Peter laughed briefly. "Dying? I thought it would, but if truth be told, not at all. Or, at least, not all that much."
"I saw your picture in the paper a couple of years back when it happened. It was your picture, but the name underneath it was different. It said you were out in Montana. But it was you, wasn't it?"
"Of course. New name. New life. But all the same old problems."
"What happened?"
"It was stupid, really. It wasn't a big fire, and we only had a few crews working it, almost haphazardly; we all thought it was just about under wraps. We'd been digging firebreaks all morning, and I guess we were really only minutes away from declaring it contained and pulling everyone out, when the wind shifted. Shifted hard, and blew up something fierce. I told the crew to run for the ridge, and we could hear the fire right behind us, being blown along. It makes a roaring sound, almost like you're being chased by a huge runaway train. Everybody made it, except me, and I would have made it, too, if one of the guys hadn't fallen, and I went back for him. So, there we were, with only one fire cover between the two of us, so I let him crawl underneath where he had a chance to survive, and I tried to outrun it, even though I knew I couldn't and it caught me a few feet from the ridge. Bad luck, I guess, but it all seemed strangely appropriate, C-Bird. At least the papers called me a hero, but it didn't feel all that heroic. Just pretty much what I'd been expecting, and, I'm guessing, probably what I deserved. Like it was all in balance, finally."
"You could have saved yourself," I said.
He shrugged. "I'd saved myself other times. And been saved, as well, especially by you. And if you hadn't saved me, then I wouldn't have been there to save him, so it all worked out, more or less."
"But I miss you," I said.
Peter the Fireman smiled. "Of course. But you no longer need me. Actually, Francis, you never did. Not even the first day we met, but you couldn't see it, then. Now maybe you can."
I didn't know about that, but I didn't say anything right away, until I recalled why I was in the hospital.
"But what about the Angel? He'll come back."
Peter shook his head, and lowered his voice, as if to give weight to his words. "No, C-Bird. He had his shot back then twenty years ago, and you beat him and then you beat him again after all that time had passed. He's gone for good now. He won't bother you or anyone else again, except in some folks' bad memories, which is where he belongs and where he'll have to stay. It's not perfect, of course, or exactly clean and nice. But that's the way things are. They leave a mark, but we go on. But you'll be free. I promise."

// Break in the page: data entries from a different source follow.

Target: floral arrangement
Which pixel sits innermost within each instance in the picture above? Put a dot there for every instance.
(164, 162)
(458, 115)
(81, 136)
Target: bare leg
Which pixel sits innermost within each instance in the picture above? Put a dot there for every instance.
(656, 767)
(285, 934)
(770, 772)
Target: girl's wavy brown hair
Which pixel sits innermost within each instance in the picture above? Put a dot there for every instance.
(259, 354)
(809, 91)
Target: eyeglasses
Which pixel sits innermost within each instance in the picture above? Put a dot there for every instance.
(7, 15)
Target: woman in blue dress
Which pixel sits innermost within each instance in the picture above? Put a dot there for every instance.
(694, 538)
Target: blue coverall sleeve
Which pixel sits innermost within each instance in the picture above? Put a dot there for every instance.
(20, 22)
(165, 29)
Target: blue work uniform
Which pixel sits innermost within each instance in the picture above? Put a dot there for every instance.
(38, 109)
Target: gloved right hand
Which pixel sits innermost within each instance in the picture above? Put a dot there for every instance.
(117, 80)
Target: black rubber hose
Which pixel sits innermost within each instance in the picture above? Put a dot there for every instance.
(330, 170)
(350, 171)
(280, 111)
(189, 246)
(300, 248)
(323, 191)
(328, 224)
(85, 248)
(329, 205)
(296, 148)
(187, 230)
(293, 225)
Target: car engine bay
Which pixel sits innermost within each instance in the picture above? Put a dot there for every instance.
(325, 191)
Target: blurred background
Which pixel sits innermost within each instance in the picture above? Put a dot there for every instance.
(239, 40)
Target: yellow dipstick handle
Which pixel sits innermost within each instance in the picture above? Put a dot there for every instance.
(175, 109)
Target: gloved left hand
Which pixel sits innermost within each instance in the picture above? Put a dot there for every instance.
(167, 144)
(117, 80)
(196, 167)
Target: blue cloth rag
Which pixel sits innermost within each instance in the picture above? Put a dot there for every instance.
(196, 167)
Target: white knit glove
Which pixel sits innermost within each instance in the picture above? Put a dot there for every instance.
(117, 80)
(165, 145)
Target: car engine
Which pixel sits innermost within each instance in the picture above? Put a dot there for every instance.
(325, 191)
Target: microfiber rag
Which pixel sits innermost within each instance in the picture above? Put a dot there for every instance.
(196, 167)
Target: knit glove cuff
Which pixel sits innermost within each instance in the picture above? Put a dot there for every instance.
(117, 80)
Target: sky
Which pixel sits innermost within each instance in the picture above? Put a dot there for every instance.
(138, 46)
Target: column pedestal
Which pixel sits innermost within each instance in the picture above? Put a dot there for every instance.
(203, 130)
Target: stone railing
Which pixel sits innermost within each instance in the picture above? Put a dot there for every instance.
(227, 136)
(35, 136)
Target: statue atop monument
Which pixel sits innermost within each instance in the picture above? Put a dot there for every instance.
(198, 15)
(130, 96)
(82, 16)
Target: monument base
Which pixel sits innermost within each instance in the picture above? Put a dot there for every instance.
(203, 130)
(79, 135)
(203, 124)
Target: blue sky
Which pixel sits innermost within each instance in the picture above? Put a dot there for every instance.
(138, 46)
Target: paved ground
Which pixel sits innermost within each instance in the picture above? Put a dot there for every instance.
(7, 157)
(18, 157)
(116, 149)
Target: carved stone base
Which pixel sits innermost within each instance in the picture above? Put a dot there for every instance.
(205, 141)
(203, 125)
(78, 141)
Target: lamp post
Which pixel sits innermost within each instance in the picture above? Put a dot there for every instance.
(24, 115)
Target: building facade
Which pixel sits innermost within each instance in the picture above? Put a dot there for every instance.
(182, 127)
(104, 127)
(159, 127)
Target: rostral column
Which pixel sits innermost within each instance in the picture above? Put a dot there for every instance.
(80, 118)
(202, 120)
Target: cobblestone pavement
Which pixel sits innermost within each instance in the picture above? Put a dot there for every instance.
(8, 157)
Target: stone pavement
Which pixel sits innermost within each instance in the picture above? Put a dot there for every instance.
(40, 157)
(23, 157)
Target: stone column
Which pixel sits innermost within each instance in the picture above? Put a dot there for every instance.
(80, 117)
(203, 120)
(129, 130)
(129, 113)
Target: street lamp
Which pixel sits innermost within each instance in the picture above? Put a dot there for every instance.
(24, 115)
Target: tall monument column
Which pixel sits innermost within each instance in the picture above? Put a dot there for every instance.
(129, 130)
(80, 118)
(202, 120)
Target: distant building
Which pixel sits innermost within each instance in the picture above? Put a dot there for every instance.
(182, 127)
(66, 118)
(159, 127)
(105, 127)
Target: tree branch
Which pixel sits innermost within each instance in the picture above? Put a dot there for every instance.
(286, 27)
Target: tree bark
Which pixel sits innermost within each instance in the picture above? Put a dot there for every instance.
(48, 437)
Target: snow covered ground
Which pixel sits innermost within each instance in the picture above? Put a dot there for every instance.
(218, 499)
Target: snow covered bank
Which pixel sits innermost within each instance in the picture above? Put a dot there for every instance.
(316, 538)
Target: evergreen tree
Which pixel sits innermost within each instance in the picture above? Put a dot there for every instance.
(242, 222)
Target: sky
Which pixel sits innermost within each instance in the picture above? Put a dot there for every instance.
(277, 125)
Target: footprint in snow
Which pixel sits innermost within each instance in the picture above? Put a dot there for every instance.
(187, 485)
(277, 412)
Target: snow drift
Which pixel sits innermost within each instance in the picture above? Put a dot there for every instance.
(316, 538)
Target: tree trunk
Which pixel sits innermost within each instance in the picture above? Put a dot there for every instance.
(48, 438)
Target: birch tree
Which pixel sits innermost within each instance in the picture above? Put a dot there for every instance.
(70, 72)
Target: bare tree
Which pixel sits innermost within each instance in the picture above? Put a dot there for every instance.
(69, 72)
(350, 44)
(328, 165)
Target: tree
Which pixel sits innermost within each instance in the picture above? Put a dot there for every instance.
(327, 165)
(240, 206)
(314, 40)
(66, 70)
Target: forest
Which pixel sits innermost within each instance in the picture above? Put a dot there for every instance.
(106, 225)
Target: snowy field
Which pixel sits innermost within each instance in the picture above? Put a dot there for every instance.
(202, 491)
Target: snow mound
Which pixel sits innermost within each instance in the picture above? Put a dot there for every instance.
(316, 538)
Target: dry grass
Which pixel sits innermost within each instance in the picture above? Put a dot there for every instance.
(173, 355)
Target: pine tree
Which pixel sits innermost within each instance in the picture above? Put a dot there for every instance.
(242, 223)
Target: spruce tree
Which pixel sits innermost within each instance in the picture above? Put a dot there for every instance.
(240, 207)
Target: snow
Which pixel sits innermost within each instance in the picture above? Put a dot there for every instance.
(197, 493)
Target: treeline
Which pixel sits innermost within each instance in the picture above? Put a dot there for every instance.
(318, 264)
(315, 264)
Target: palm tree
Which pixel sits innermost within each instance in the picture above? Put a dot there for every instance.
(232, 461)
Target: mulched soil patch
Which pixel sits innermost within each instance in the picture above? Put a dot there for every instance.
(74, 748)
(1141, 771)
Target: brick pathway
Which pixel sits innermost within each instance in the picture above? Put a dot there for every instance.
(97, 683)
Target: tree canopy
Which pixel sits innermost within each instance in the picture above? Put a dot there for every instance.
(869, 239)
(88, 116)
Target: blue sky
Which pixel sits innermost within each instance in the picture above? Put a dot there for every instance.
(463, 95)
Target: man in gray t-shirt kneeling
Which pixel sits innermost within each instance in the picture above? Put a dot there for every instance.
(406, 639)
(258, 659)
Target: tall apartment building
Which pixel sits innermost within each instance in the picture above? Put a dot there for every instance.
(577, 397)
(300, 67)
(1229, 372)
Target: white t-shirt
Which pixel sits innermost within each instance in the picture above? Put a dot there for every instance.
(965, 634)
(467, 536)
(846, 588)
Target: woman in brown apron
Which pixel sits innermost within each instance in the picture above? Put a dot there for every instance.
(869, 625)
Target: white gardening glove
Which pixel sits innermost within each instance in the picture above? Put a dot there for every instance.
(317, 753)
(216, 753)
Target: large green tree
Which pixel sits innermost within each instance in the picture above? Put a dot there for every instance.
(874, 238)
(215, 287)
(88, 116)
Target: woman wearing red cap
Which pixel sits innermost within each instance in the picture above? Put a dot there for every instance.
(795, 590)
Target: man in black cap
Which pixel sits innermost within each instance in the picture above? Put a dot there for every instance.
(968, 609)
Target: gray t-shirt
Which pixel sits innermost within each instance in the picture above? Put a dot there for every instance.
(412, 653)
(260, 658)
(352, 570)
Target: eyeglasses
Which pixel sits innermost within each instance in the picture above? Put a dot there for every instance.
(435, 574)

I didn't know if I believed this. "I'll be all alone again," I complained.
Peter laughed out loud. It was a wide, unadorned, unfettered laugh.
"C-Bird, C-Bird, C-Bird," he said, shaking his head back and forth with each word. "You've never been alone."
I reached out to touch him, as if to prove that what he said was true, but Peter the Fireman faded away, disappearing from the edge of the hospital bed, and I slowly slid back into a dreamless, solid sleep.
None of the nurses at this hospital had nicknames, I quickly learned. They were pleasant, efficient, but businesslike. They checked the drip in my arm, and when that was removed, they monitored the medications I was given carefully, charting each one on a clipboard that hung from a slot on the wall by the door. I didn't get the impression that anyone could cheek any medication in this hospital, so I dutifully swallowed whatever they gave me. Every so often, they would speak with me, about this or that, the weather just beyond my window, or perhaps how I had slept the night before. Every question they asked seemed a part of some greater scheme, which was restoring me to some familiar level. For example, they never asked me if I liked the green Jell-O, or the red, or whether I might want some graham crackers and juice before sleep, or if I preferred one television show over another. They wanted to know specifically whether my throat felt dry, I'd had any nausea or diarrhea, or whether I had a quiver in my hands, and most especially, had I heard or seen anything that just might not actually be there.
I didn't tell them about Peter's visit. It wasn't what they would have wanted to hear about, and he didn't return again.